Explain the features of AWS Cloud Map

In this recipe, we will learn about AWS Cloud Map. We will also learn about the features of AWS Cloud Map.

Recipe Objective - Explain the features of AWS Cloud Map?

The AWS Cloud Map is a widely used service and is defined as a service for discovering cloud resources. it enables users to give their application resources custom names with Cloud Map, and it keeps track of their position as they change over time. Because their web service always discovers the most up-to-date locations of its resources, this improves the availability of their application. Modern applications are often made up of numerous services, each of which performs a specific purpose and is accessible via an API. Each service interacts with a variety of other resources, including databases, queues, object stores, and customer-defined microservices, and it must be able to locate all of the infrastructure resources it relies on to function. In most circumstances, users have to manually handle all of these resource names and locations within their application code. All application components, their locations, properties, and health status are tracked by AWS Cloud Map. Users' apps may now query AWS Cloud Map for the locations of their dependencies via the AWS SDK, API, or even DNS. The transition to microservices is made possible by AWS Cloud Map, which serves as the glue that holds all of the business logic together. We use the serverless framework a lot at Peak.ai, therefore we wanted to see if there were any ways to integrate AWS Cloud Map into the serverless framework workflow. However, as the number of dependent infrastructure resources grows or the number of microservices dynamically scales up and down based on demand, manual resource management becomes time-consuming and error-prone. Users can also use third-party service discovery products, but this requires additional software and infrastructure to be installed and managed. Any application resource, including databases, queues, microservices, and other cloud resources, can be registered with custom names using Cloud Map. Cloud Map then checks the health of resources regularly to ensure that the location is accurate. Based on the application version and deployment environment, the application can then query the registry for the location of the resources required.

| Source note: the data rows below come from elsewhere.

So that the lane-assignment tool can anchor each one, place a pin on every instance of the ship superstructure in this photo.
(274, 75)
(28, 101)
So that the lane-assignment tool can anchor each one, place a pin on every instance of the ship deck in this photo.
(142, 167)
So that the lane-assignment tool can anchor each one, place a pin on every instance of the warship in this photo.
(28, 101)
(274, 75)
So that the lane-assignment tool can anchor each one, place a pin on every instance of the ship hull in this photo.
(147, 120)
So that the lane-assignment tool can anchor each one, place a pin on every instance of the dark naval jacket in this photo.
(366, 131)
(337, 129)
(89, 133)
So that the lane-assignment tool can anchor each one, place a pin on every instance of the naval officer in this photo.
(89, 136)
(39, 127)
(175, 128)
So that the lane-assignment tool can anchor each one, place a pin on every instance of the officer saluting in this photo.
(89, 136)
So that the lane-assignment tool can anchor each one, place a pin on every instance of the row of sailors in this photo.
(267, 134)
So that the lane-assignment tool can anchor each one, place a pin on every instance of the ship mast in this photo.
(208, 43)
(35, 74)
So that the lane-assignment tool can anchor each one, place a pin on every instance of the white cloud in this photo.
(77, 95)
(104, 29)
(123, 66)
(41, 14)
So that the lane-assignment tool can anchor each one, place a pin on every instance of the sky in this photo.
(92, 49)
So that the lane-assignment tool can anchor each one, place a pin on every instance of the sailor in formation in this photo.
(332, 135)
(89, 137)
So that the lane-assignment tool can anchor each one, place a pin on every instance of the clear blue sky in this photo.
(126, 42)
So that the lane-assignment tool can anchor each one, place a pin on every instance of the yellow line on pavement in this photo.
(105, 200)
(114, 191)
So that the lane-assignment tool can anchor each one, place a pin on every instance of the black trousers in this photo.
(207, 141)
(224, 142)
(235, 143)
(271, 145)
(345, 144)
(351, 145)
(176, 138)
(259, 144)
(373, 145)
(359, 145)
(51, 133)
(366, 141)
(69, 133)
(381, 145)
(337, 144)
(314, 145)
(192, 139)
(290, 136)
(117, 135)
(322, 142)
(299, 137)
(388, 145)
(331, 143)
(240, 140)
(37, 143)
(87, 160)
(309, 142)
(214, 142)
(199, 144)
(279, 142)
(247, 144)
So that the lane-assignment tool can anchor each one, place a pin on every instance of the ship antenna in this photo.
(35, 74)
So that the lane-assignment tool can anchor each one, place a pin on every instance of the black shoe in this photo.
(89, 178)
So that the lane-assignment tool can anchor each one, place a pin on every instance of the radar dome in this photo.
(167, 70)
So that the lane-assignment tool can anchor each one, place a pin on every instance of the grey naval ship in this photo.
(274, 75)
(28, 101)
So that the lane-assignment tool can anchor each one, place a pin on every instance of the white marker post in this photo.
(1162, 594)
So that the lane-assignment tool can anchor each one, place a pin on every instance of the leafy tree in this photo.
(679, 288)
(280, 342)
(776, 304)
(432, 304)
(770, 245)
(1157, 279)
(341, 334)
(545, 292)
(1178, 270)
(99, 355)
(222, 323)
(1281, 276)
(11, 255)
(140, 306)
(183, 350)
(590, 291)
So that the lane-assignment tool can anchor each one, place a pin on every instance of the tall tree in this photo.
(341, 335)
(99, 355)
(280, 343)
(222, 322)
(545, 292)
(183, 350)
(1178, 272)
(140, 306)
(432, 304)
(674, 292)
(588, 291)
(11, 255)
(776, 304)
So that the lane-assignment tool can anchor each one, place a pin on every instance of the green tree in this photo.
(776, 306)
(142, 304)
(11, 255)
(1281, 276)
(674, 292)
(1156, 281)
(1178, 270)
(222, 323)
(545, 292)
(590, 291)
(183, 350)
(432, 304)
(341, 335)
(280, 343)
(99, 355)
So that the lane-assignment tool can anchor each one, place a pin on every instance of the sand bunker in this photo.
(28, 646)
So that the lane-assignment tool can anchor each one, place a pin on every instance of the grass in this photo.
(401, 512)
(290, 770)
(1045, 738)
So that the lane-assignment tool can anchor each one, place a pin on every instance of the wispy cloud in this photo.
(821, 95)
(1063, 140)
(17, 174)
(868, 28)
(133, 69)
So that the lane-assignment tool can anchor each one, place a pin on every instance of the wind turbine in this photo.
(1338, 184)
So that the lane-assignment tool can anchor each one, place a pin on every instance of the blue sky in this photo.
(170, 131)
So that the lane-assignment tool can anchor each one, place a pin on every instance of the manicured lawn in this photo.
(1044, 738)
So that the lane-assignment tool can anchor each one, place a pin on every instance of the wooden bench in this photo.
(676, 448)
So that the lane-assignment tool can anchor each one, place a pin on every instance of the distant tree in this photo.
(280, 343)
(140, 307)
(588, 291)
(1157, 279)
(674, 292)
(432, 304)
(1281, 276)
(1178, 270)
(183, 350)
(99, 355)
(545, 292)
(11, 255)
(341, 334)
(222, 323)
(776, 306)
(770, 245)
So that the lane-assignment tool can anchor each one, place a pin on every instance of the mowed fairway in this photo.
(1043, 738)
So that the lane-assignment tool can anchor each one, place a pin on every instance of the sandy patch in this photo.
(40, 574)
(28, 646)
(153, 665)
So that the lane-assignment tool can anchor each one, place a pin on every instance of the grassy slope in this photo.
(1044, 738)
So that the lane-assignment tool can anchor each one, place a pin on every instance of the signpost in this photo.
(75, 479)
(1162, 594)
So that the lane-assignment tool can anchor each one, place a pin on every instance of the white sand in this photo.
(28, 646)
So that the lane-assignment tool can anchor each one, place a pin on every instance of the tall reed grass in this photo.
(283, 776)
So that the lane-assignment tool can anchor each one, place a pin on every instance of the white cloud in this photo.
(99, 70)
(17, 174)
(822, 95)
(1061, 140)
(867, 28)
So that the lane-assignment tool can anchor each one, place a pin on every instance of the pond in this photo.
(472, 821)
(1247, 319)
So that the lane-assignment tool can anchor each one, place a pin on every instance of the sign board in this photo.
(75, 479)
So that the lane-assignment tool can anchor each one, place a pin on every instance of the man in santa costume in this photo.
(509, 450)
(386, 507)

Benefits of Amazon Cloud Map

  • Every IP-based component of users' applications is constantly monitored by Cloud Map, which dynamically updates the location of each microservice as it is added or withdrawn. This ensures that users' apps only find the most recent location of their resources, boosting the application's availability and thus helping in increasing the application availability. Cloud Map creates a single register for all of the application services, which users may name any way they want. This eliminates the need for their development teams to manually store, manage, and update resource names and locations, or make modifications to the application code and thus boosting the output of developers.

System Requirements

  • Any Operating System(Mac, Windows, Linux)

This recipe explains AWS Cloud Map and the features of AWS Cloud Map.

Features of AWS Cloud Map

    • It discovers resources via API calls or DNS queries

Cloud Map makes it possible for users' apps to find any web-based service using the AWS SDK, API calls, or DNS queries. Cloud Map uses DNS to offer resource locations for IP addresses or IP: port combinations using IPv4 or IPv6. Cloud Map may return URLs or ARNs, as well as IP addresses and IP: port pairs, using the discovery API.

    • It offers service naming that has been simplified.

AWS Cloud Map allows users to provide the application's services with simple custom names. Amazon Elastic Container Service (ECS) tasks, Amazon EC2 instances, Amazon S3 buckets, Amazon DynamoDB tables, Amazon Simple Queue Service (SQS) queues, and any other cloud resource are all examples of this.

    • It assigns the custom attributes

Custom attributes for each resource, such as location and deployment stage, can be defined in Cloud Map. This gives users the freedom to tailor their deployment to different areas or conditions.

    • It provides access control

Only authenticated services can discover resources within the registry and receive the location and credentials for those resources, thanks to Cloud Map's integration with AWS Identity and Access Management (IAM).

    • It provides automatic health checks

On discovery queries, Amazon Route 53 health checks ensure that only healthy endpoints are returned. Cloud Map will always have an up-to-date registration of healthy resources as a result of this.

    • It provides AWS container services that are deeply integrated.

Amazon Elastic Container Service (ECS) and Amazon Elastic Service for Kubernetes (EKS) services and tasks can be automatically registered and updated in Cloud Map. ECS automatically registers tasks for your service as resources with Cloud Map, and they are discoverable within five seconds.

    • It provides the change that spreads quickly.

When you use API-based discovery, you can get updates on the locations and attributes of your resources in less than 5 seconds.

    • It provides a fully managed environment

AWS Cloud Map takes care of setting up, updating, and managing users' service discovery tools and software.